NASA’s climate mission PACE is extending and improving NASA's more than 20-year record of satellite observations of global ocean biology, aerosols (tiny particles suspended in the atmosphere), and clouds.
For the climate satellite, scheduled to launch in 2022, RUAG Space will deliver a navigation receiver. The receiver for LEO can determine a satellite’s position on-orbit around the Earth to within a few centimeters. RUAG Space received the order directly from NASA. The satellite will be built by NASA’s Development Team at Goddard Space Flight Center. In total, 20 navigation receivers from RUAG Space are currently on-orbit and functioning flawlessly.

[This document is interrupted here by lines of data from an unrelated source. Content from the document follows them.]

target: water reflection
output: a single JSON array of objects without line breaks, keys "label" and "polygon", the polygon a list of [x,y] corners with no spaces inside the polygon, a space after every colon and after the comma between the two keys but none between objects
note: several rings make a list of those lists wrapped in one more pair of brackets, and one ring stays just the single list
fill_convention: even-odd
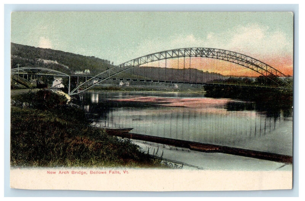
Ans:
[{"label": "water reflection", "polygon": [[278,153],[286,146],[284,152],[292,154],[292,122],[285,116],[292,113],[264,111],[254,102],[194,93],[121,92],[89,93],[82,102],[87,113],[98,114],[88,117],[101,126]]}]

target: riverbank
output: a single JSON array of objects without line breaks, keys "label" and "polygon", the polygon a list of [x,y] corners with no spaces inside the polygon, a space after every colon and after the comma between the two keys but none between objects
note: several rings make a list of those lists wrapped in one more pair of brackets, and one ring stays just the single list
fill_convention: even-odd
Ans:
[{"label": "riverbank", "polygon": [[12,166],[165,167],[130,140],[91,126],[63,95],[42,90],[11,100]]},{"label": "riverbank", "polygon": [[[138,145],[145,151],[149,149],[150,153],[158,150],[163,153],[164,159],[175,161],[183,169],[229,171],[292,171],[292,164],[271,161],[247,157],[219,153],[205,153],[192,150],[186,148],[177,147],[154,142],[138,140],[131,141]],[[175,163],[171,162],[174,166]],[[196,167],[198,167],[198,168]]]}]

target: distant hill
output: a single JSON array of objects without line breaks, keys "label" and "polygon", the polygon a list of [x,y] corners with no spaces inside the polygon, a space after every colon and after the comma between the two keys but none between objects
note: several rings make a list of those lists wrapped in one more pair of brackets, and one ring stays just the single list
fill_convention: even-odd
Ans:
[{"label": "distant hill", "polygon": [[90,74],[96,75],[107,68],[110,61],[91,57],[49,49],[35,47],[11,43],[11,68],[19,67],[41,67],[73,74],[89,69]]}]

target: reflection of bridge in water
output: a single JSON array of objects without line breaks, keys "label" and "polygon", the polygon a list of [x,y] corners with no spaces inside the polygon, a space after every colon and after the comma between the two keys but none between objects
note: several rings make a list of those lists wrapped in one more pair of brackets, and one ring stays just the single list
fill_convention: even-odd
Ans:
[{"label": "reflection of bridge in water", "polygon": [[[193,64],[192,64],[191,58],[193,57],[200,58],[200,61],[198,60],[195,61],[197,64],[200,63],[200,69],[192,68]],[[208,72],[206,67],[203,66],[204,65],[202,64],[202,58],[203,58],[213,61],[222,60],[238,64],[244,69],[254,72],[256,77],[262,76],[265,81],[255,84],[246,82],[236,82],[234,81],[226,81],[224,80],[225,76],[220,74],[222,70],[220,70],[219,67],[212,69],[213,72]],[[182,58],[183,61],[179,58]],[[172,62],[170,61],[173,59],[178,60],[178,62],[174,62],[174,65],[172,60]],[[164,63],[163,60],[165,61],[165,64],[161,64],[160,65],[160,61]],[[157,67],[149,67],[147,65],[149,63],[154,63]],[[231,68],[232,67],[231,66]],[[224,68],[226,67],[220,68]],[[231,72],[238,71],[238,69],[236,69],[235,66],[233,68],[233,70],[230,70]],[[289,89],[292,88],[291,78],[287,77],[278,70],[262,62],[234,52],[206,48],[176,49],[148,54],[106,69],[95,76],[68,75],[54,70],[35,67],[12,69],[11,73],[66,77],[69,78],[68,93],[70,95],[81,93],[104,80],[111,79],[204,85],[228,85]],[[77,77],[76,86],[70,91],[71,78],[74,77]]]}]

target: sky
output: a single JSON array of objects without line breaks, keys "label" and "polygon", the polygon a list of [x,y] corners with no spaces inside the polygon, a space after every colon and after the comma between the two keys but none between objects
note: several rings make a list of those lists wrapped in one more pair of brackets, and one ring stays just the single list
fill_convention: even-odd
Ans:
[{"label": "sky", "polygon": [[[292,75],[291,12],[16,12],[11,31],[13,43],[115,65],[166,50],[211,47],[246,54]],[[200,68],[197,59],[192,68]],[[231,69],[228,63],[220,63],[224,67],[220,72]]]}]

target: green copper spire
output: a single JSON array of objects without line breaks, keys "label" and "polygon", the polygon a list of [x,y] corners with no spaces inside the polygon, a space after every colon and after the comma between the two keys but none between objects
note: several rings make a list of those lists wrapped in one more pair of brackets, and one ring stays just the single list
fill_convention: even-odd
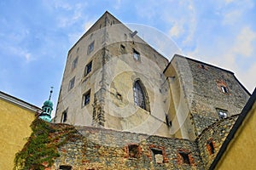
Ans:
[{"label": "green copper spire", "polygon": [[53,103],[50,100],[51,94],[53,93],[53,87],[50,87],[49,99],[44,101],[42,107],[43,112],[40,114],[39,117],[48,122],[51,121],[51,111],[53,110]]}]

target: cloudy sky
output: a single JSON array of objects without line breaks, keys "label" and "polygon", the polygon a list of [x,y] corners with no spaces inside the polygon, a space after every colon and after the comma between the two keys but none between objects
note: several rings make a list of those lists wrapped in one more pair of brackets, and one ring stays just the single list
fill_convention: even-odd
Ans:
[{"label": "cloudy sky", "polygon": [[254,89],[254,0],[1,0],[0,91],[41,107],[54,86],[56,105],[67,51],[106,10],[155,28]]}]

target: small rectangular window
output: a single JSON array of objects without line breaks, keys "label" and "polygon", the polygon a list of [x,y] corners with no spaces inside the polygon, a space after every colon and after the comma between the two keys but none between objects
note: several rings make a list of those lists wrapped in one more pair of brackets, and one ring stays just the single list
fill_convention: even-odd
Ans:
[{"label": "small rectangular window", "polygon": [[68,91],[71,90],[73,88],[74,82],[75,82],[75,76],[73,77],[73,79],[71,79],[71,81],[69,81]]},{"label": "small rectangular window", "polygon": [[139,157],[139,146],[137,144],[128,145],[129,157],[138,158]]},{"label": "small rectangular window", "polygon": [[210,155],[214,154],[215,150],[214,150],[214,145],[213,145],[212,140],[208,140],[207,141],[207,149],[208,149],[208,151],[209,151]]},{"label": "small rectangular window", "polygon": [[94,42],[88,46],[87,54],[90,54],[94,49]]},{"label": "small rectangular window", "polygon": [[83,106],[85,106],[90,103],[90,90],[89,90],[83,95]]},{"label": "small rectangular window", "polygon": [[91,71],[91,67],[92,67],[92,61],[90,61],[88,65],[86,65],[84,76],[88,75]]},{"label": "small rectangular window", "polygon": [[123,44],[121,44],[120,48],[121,48],[121,53],[125,54],[125,47]]},{"label": "small rectangular window", "polygon": [[60,166],[60,170],[72,170],[72,167],[69,165],[61,165]]},{"label": "small rectangular window", "polygon": [[179,152],[179,155],[181,156],[183,159],[183,163],[190,165],[189,156],[188,153],[185,152]]},{"label": "small rectangular window", "polygon": [[225,110],[217,109],[217,112],[220,119],[224,119],[228,117],[228,111]]},{"label": "small rectangular window", "polygon": [[140,60],[140,54],[133,49],[133,59],[136,60]]},{"label": "small rectangular window", "polygon": [[163,163],[164,157],[163,157],[163,150],[160,149],[151,148],[152,156],[154,162],[156,163]]},{"label": "small rectangular window", "polygon": [[221,88],[221,90],[222,90],[223,93],[229,94],[229,89],[228,89],[227,87],[220,86],[220,88]]},{"label": "small rectangular window", "polygon": [[73,61],[72,63],[72,71],[73,71],[77,67],[78,60],[79,60],[79,57],[77,57],[75,60],[73,60]]}]

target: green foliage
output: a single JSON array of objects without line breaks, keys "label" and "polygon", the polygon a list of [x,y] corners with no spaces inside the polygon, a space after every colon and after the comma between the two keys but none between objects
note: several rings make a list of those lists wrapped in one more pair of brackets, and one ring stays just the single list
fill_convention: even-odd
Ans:
[{"label": "green foliage", "polygon": [[14,169],[41,170],[49,167],[60,156],[58,147],[73,137],[70,125],[55,125],[37,118],[31,125],[32,133],[24,148],[16,154]]}]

PACE is NASA's Plankton, Aerosol, Cloud, ocean Ecosystem mission, currently in the design phase of mission development. It is scheduled to launch in 2022, extending and improving NASA's over 20-year record of satellite observations of global ocean biology, aerosols (tiny particles suspended in the atmosphere), and clouds. PACE will advance the assessment of ocean health by measuring the distribution of phytoplankton, tiny plants and algae that sustain the marine food web. It will also continue systematic records of key atmospheric variables associated with air quality and Earth's climate.

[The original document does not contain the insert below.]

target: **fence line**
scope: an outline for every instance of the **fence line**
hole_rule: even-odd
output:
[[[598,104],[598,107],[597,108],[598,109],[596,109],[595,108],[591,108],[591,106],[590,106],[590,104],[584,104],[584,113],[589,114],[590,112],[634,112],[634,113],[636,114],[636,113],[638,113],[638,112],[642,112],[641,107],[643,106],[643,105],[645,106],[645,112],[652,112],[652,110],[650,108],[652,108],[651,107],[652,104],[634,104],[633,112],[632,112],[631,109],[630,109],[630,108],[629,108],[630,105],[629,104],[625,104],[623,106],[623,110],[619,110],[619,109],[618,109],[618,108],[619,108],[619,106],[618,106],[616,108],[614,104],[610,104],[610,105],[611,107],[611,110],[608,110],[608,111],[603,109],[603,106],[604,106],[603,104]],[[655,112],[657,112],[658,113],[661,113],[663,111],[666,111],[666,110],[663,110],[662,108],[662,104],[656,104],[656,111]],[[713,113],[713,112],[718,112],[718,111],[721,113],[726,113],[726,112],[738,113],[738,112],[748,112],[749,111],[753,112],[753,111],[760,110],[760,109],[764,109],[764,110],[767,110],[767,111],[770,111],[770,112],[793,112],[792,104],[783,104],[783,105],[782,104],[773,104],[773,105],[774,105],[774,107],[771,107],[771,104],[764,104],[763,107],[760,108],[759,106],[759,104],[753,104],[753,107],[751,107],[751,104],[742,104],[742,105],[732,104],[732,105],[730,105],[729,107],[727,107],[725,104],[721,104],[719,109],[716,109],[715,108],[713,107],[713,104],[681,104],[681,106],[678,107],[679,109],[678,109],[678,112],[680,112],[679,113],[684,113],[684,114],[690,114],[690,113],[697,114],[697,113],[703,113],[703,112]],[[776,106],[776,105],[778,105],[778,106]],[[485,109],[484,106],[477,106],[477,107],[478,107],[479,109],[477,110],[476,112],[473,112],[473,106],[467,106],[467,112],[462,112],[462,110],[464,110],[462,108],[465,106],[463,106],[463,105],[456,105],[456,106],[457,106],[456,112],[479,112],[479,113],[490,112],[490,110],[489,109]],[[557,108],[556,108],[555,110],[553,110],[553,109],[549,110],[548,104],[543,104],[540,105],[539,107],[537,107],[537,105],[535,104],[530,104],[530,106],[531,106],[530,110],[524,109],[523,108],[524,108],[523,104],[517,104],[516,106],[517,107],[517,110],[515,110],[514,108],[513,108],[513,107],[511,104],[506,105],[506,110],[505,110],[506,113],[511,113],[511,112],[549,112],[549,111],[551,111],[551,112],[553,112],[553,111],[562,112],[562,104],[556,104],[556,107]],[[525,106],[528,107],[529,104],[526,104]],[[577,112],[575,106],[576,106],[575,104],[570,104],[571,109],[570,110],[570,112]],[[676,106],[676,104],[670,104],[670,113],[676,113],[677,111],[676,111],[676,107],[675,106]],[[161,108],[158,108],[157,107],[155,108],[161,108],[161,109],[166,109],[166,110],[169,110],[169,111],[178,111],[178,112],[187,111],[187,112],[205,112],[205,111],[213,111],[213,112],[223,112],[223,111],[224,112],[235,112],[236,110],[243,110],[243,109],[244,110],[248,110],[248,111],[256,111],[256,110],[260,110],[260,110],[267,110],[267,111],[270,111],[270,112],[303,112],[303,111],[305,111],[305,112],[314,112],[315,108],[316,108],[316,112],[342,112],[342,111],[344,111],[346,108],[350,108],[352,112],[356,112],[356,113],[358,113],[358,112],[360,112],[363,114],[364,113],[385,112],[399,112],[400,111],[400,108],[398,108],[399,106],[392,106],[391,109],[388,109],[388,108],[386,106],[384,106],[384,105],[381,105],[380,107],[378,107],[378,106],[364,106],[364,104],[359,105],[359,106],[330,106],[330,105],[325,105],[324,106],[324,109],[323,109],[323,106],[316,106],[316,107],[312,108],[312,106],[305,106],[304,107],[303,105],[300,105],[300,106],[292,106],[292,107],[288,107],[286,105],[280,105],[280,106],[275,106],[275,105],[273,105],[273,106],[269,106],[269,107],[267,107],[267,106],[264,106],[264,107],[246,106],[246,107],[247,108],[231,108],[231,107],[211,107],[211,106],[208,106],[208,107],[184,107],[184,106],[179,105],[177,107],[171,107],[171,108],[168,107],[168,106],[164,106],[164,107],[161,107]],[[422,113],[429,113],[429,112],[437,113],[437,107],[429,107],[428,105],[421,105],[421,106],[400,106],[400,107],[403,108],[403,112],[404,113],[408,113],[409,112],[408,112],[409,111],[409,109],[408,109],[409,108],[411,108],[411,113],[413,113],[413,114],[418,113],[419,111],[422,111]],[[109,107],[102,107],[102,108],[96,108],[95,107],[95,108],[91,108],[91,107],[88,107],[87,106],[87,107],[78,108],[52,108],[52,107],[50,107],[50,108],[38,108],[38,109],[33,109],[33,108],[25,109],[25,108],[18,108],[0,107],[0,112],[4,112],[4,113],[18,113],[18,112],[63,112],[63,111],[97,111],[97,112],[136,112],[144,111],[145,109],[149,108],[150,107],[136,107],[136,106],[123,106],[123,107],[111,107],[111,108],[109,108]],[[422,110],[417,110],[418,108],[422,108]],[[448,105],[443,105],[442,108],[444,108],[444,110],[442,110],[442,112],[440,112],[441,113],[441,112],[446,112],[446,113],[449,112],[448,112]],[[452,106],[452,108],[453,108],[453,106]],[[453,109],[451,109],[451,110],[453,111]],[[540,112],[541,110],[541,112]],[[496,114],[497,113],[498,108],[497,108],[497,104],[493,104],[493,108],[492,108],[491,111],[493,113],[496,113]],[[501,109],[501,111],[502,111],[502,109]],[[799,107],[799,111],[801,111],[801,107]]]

The ocean's health is important for maintaining the health of the Earth — and the ocean's health starts at its smallest inhabitants, phytoplankton. By taking in carbon dioxide, these microscopic plants and algae play an active role in moving carbon from the atmosphere into the ocean. Many commercially important fisheries also depend on the timing and composition of blooms of phytoplankton. Thus, monitoring phytoplankton distribution and abundance can help us to better understand the complex systems that drive ocean ecology.